Thursday, August 9, 2012

Curiosity Photo Of Mars

Space Exploration

Mars rover picture - Mount Sharp seen after landing by NASA rover Curiosity
Photo of Mars: It's interesting to note that many of the photos have an Ansel Adams feel to them. "On the opposite side of the rover, one of Curiosity's eight hazard-avoidance cameras shot this black-and-white picture of the rover's shadow stretching toward Mount Sharp on Monday," National Geographic writes. 
Photo Credit: NASA's Jet Propulsion Laboratory, 2012.
Source: National Geographic

It's no secret that I have always had an interest in space travel and in the space and discovery programs of NASA; I remember with excitement the Apollo missions to the moon in the 1960s, culminating in my mind with Neil Armstrong's first steps on the moon on July 21, 1969. The Space Program was largely responsible for securing my interest in hard sciences and for influencing my desire to study engineering; as was then common with many young budding scientists, I wanted to work for NASA. 

So, when the Curiosity rover landed on Mars earlier this week, to be precise at 1:32 a.m. (EDT) on Monday August 6th, after a 36-week flight and a 352 million-mile journey, I had to take a look at the photos; there's one above and a link to NASA's Jet Propulsion Lab for more. It's both fascinating and surreal; it's also a view into another world different than ours. 
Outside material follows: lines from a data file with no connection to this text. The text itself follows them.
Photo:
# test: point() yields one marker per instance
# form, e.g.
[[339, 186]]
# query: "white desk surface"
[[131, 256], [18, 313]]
As National Geographic writes:

Centered in Gale Crater, the 18,000-foot (5,500-meter) peak "is taller than any mountain in the lower 48 [U.S.] states," geologist John Grotzinger, part of the Curiosity team, said at a July 16 press conference. The goal is for the rover—also called the Mars Science Laboratory—to climb Mount Sharp and analyze layers spanning all of Mars's major geological epochs.
Along the way, the so-called Hazcams will help spot obstacles that could stymie even this remarkably capable rover.
Curiosity is capable of climbing slopes inclined up to 30 degrees, depending on the firmness of the surface.
"We [have done] simulations with the engineering teams to find paths that we could be very secure in," Grotzinger said. "If one doesn't work, we can go down and pick another."
The chief aim of NASA's $2.5-billion mission is to determine if Mars has an environment that can supoort life, in particular microbial life. The one-ton rover has been designed to conduct analyses of air, rock and soil samples—it is loaded with 10 scientific instruments. The Curiosity rover was launched from Cape Canaveral in Florida on Nov. 26, 2011. It will stay on the planet for about two years. Congratulations are due to the team at NASA's Jet Propulsion Laboratory.